Además, aunque lo consiguiera, aquellos desalmados cambiarían el tesoro de sitio antes de que Roma pudiera hacerse con él.

Reparó en una caja de mayor tamaño. Tomó una lámpara de aceite de la pared y la colocó junto al cofre. La encendió. La caja era de roble y estaba adornada con pan de oro en los lados. Era pesada y apenas pudo moverla, pese a que no era demasiado grande. En aquella caja habían guardado las tablas, sin duda. En ausencia del Arca, aquel era el continente de las losas sagradas. La forzó haciendo palanca con la espada y fue sacando unos pesados volúmenes que había dentro, para hallar una bolsa aterciopelada que contenía algo pesado. La extrajo y se dispuso a abrirla.

– Aquí hay luz. ¡Venid! -exclamó una voz desde la galería de los calabozos.

Cuando se dio cuenta tenía a un templario tras de sí. No lo conocía. Sería nuevo en la encomienda. Rodrigo se dio prisa, golpeó el rostro del otro con la guarda de la espada y empujó la puerta, cerrándola de golpe.

– ¡La llave, la llave! -escuchó decir al otro lado.

El joven templario que había entrado en el cuarto acertó a levantarse y lo atacó con su daga. Arriaga lo atravesó de parte a parte con su espada y el otro se dobló como un junco apoyándose sobre él. Estaba muerto.

Le costó zafarse de su abrazo, así que le empujó con fuerza sacándole el hierro del cuerpo. El templario cayó con estrépito sobre el arcón reventando la lámpara de aceite. Su cuerpo y sus ropas prendieron como una tea. La inmensa caja que había contenido las tablas comenzó a arder y los pergaminos adyacentes se incendiaron inundándolo todo con mil lenguas de fuego. El sonido de la llave girando en la cerradura le hizo volverse, la puerta se abrió y vio cómo un pie y una mano se asomaban. Volcó unas cajas obstaculizando el portón. Detrás de él la estancia ardía. Tenía que salir de allí cuanto antes. Arrojó su antorcha a las cajas que obstaculizaban el paso tras la puerta y, esquivando las enormes llamas del arcón, huyó por el pasadizo. Volvió a por la bolsa de terciopelo.

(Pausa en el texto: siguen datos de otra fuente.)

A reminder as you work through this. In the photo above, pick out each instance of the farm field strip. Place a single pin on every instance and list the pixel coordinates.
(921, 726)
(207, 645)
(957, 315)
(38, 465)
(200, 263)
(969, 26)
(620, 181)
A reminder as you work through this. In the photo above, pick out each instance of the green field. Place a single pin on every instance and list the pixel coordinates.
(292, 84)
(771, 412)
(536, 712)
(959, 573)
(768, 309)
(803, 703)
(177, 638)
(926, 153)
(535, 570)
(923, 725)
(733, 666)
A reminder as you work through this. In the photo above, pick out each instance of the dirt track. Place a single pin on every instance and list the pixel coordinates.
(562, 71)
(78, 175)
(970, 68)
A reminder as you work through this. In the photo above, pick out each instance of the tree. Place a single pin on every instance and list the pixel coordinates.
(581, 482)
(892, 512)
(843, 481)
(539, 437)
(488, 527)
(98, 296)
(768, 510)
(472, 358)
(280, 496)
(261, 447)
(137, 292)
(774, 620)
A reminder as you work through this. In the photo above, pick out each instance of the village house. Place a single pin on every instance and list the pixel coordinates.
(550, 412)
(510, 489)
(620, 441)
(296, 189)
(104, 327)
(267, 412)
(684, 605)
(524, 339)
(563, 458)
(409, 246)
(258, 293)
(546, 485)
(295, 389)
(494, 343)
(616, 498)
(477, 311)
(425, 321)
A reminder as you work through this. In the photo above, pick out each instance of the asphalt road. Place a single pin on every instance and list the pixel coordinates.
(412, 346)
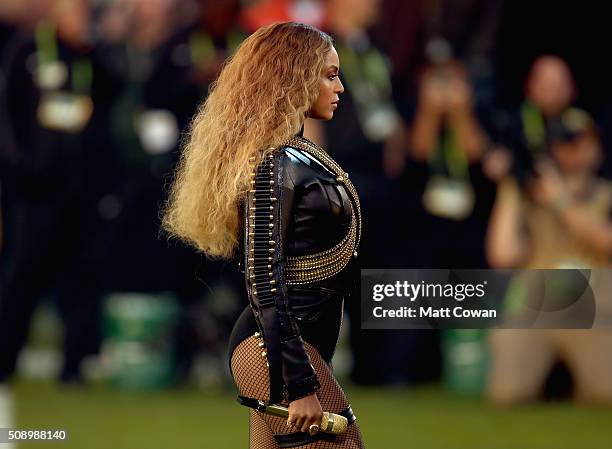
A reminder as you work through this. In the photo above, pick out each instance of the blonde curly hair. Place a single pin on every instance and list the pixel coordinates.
(260, 99)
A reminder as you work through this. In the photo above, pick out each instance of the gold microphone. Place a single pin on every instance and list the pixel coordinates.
(330, 423)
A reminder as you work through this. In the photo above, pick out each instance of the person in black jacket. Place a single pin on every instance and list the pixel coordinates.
(249, 184)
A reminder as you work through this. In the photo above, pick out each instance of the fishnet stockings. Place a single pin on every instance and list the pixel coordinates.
(251, 377)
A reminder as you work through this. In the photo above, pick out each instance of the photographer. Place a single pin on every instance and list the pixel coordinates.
(557, 218)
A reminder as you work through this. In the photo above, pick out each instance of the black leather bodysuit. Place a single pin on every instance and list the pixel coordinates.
(303, 215)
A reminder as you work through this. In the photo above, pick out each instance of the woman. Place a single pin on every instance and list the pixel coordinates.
(249, 183)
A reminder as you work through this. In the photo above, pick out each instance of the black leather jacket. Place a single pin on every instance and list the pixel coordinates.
(311, 212)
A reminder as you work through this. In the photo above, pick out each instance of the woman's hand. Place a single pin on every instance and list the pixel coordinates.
(305, 412)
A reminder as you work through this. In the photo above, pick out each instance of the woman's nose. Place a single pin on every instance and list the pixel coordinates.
(340, 87)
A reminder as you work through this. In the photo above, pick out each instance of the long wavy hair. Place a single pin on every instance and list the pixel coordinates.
(260, 99)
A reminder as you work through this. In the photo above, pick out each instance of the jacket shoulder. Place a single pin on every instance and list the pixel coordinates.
(302, 166)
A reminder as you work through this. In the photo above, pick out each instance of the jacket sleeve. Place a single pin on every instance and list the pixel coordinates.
(271, 201)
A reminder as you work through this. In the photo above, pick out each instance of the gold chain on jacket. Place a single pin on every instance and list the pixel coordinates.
(325, 264)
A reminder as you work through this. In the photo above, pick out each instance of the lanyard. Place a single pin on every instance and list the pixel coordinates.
(533, 127)
(448, 157)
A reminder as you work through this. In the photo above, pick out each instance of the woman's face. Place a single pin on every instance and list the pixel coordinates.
(330, 87)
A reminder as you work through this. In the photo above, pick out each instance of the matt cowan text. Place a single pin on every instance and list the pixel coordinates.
(431, 312)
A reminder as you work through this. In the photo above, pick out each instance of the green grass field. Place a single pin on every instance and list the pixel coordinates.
(99, 417)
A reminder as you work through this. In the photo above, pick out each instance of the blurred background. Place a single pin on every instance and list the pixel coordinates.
(477, 132)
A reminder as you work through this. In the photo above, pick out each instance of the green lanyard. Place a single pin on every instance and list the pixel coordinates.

– ¡Se queman los pergaminos, se queman! ¡Agua, por Dios, traed agua! -escuchó gritar tras la puerta.

El enorme resplandor que dejó tras de sí le hizo saber que aquella sabiduría robada del Templo se perdía para siempre. Debía darse prisa o le alcanzarían antes de salir de la iglesia del pueblo. Al menos el fuego los mantendría ocupados. Salió de la iglesia caminando junto a los muros, entre callejones. Nada. Ganó la oscuridad de los huertos, luego el bosque, y corrió hasta el pueblo más cercano, Saint Remi. Allí despertó al posadero, que al ver un sueldo de oro le ensilló su mejor caballo: un potro negro y brioso con el que voló hacia La Rochelle en mitad de la noche.

Consumatum est [18]

No le costó trabajo encontrar el rastro de Jean y los cuatro sargentos que le servían de escolta. Gracias a la bolsa de monedas siguió su camino, basándose en la información obtenida en dos posadas. Más adelante los leyó en el barro: había seis monturas. Jean llevaba dos caballos, uno para sí y el otro cargado con sus pertrechos. Los halló a media jornada del puerto de La Rochelle, acampados en mitad de un bosquecillo, en un claro. Estaban arrebujados bajo sus mantas alrededor de un fuego. Era noche cerrada.

– Mañana saldremos a primera hora -dijo De Rossal-. El barco parte a mediodía y no quiero llegar tarde. Nadie me conoce allí y no querría comenzar el viaje dando una mala impresión.